Question

How do you know if two vectors are orthonormal?

Answer 1

Hint: In this question, we need to tell when two vectors are orthonormal. First, we will understand the concept of orthonormal. The meaning of orthonormal is perpendicular or we can say that orthogonal.

Complete step by step solution:
Let us discuss the key concepts such as orthonormal vectors. We can say that an orthonormal set is formed by a collection of vectors that are all mutually perpendicular (right angles) and of unit length (they have a length of one). That means, in simple words, the two vectors are orthonormal if and only if they are perpendicular to each other and also both the vectors are of unit length.

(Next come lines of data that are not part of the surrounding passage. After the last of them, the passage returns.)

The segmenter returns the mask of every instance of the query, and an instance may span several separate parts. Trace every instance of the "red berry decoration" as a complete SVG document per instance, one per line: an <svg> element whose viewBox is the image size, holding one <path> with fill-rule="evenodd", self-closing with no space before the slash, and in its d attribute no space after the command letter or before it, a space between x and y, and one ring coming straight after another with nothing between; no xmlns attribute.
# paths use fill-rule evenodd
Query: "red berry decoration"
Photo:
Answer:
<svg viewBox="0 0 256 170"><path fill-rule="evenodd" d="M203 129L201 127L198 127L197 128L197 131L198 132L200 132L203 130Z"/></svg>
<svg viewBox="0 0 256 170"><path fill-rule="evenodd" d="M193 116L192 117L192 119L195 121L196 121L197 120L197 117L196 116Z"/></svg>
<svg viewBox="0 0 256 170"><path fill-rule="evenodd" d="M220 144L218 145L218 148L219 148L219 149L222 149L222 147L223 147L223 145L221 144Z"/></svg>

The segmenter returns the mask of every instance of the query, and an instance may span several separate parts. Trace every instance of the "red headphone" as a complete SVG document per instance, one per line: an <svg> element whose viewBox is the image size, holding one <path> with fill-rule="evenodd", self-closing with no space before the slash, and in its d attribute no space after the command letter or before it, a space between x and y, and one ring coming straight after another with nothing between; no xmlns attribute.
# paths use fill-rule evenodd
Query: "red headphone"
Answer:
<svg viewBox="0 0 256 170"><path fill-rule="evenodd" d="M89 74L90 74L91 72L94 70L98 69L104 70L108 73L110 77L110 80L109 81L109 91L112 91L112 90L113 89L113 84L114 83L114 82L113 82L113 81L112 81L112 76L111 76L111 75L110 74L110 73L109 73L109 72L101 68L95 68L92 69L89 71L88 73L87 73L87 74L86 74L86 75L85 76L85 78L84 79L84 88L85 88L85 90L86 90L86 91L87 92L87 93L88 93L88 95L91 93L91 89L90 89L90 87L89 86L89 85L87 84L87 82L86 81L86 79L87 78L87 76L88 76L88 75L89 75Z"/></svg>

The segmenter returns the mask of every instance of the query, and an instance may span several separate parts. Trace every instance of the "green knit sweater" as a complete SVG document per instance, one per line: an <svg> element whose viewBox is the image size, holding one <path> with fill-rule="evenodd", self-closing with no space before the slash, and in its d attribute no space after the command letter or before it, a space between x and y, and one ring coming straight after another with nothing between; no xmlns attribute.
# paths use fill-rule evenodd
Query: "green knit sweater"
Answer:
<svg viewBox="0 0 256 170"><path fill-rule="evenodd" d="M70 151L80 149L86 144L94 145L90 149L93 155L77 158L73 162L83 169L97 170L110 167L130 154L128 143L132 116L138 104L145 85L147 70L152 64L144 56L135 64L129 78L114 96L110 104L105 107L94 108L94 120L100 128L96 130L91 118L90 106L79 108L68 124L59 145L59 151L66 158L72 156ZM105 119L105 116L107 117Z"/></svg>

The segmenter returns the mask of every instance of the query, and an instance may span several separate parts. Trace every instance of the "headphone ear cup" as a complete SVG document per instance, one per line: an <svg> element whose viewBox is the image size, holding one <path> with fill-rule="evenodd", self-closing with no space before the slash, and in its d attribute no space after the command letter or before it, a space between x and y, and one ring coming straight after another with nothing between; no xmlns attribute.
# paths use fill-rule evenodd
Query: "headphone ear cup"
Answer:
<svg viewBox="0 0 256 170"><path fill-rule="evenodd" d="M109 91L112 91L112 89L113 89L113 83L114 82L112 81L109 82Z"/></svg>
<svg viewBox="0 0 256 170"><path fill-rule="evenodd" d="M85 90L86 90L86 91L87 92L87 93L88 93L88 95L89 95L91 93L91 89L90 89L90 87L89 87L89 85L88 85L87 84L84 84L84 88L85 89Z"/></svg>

Therefore, if two vectors are orthonormal then they are perpendicular and are of unit length.

Additional Information:Here, we can say that the word orthonormal is a combination of two words such as ortho and normal. The word “ortho” means perpendicular and the word “normal” means two vectors have a unit length. For two vectors to be orthonormal, these vectors should be linearly independent. Also, the group of vectors is said to be linearly independent if and only if any one of them can be expressed as a linear combination of the others.

Note:Many students generally get confused with the terms orthonormal and orthogonal. The difference between them is in the case of orthonormal vectors, both the vectors are of unit length. This makes a big difference between orthogonal and orthonormal vectors.